Greatest hits album by Hank Williams Jr.
- Released: 1982
- Genre: Outlaw country; country;
- Length: 33:10
- Label: Elektra/Curb

Hank Williams Jr. chronology
| High Notes (1982) | Hank Williams Jr.'s Greatest Hits (1982) | Strong Stuff (1983) |

= Hank Williams Jr.'s Greatest Hits =

Hank Williams Jr.'s Greatest Hits is a compilation album by American musician Hank Williams Jr. The album features ten tracks, nine of which are singles originally released from the studio albums Family Tradition, Whiskey Bent and Hell Bound, Habits Old and New, Rowdy and The Pressure Is On. The only original single from the album was "The American Dream", which peaked at number 5 on the Billboard Hot Country Singles & Tracks chart.

The album was released by Elektra/Curb Records in 1982 and reached number 4 on the Billboard Top Country Albums chart in January 1983. The album has been Williams' most commercially successful album to date, having been certified 5× Multi-Platinum by the RIAA by 2003. It has sold 3,410,700 copies in the US as of April 2017 in the SoundScan era when sales figure started to be tracked in 1991.

Professional ratings
Review scores
| Source | Rating |
| Allmusic | Star |

==Track listing==
All tracks composed by Hank Williams Jr. except where indicated.

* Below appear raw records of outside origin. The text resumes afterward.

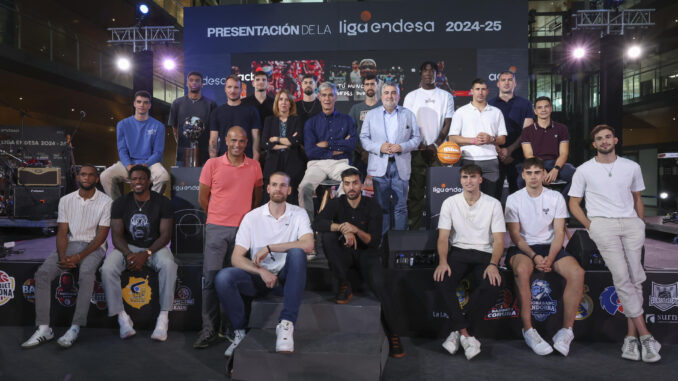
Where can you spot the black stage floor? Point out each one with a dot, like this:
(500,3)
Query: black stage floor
(100,355)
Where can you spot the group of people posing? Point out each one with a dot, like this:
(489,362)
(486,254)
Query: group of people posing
(252,249)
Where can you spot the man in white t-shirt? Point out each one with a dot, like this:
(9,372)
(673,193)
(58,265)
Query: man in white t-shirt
(278,236)
(479,129)
(433,108)
(615,221)
(475,246)
(535,217)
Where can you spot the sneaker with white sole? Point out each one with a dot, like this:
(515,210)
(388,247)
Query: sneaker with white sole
(68,338)
(630,349)
(40,336)
(451,344)
(562,340)
(284,342)
(534,341)
(238,336)
(471,346)
(650,349)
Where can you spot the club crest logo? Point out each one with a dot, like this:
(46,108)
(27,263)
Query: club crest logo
(543,305)
(137,293)
(664,296)
(609,301)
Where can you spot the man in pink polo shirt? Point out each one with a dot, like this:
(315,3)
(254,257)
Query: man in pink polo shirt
(230,186)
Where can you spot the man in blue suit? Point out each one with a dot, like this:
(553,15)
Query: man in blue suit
(389,134)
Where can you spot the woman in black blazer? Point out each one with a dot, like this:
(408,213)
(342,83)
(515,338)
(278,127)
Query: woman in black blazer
(283,141)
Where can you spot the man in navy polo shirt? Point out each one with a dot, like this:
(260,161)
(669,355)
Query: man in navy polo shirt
(518,114)
(549,141)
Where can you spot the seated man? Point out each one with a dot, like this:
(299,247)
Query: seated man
(475,246)
(536,221)
(84,218)
(141,225)
(141,140)
(278,235)
(351,231)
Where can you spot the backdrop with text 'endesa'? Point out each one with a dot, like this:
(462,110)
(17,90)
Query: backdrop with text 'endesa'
(341,42)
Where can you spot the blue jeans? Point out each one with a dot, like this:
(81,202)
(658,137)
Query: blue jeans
(387,186)
(231,282)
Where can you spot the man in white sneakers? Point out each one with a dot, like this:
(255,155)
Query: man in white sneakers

| No. | Title | Writer(s) | Length |
|---|---|---|---|
| 1. | "Family Tradition" |  | 4:02 |
| 2. | "Whiskey Bent and Hell Bound" |  | 3:08 |
| 3. | "Women I've Never Had" |  | 2:51 |
| 4. | "Old Habits" |  | 3:02 |
| 5. | "Kaw-Liga" | Fred Rose, Hank Williams | 4:23 |
| 6. | "Dixie on My Mind" |  | 2:39 |
| 7. | "Texas Women" |  | 2:26 |
| 8. | "The American Dream" |  | 2:15 |
| 9. | "A Country Boy Can Survive" |  | 4:15 |
| 10. | "All My Rowdy Friends (Have Settled Down)" |  | 3:54 |

==Chart performance==

| Chart (1982) | Peak position |
|---|---|
| US Billboard 200 | 107 |
| US Top Country Albums (Billboard) | 4 |

==Certifications==

| Region | Certification | Certified units/sales |
| United States (RIAA) | 5× Platinum | 5,000,000^{^} |
^{^} Shipments figures based on certification alone.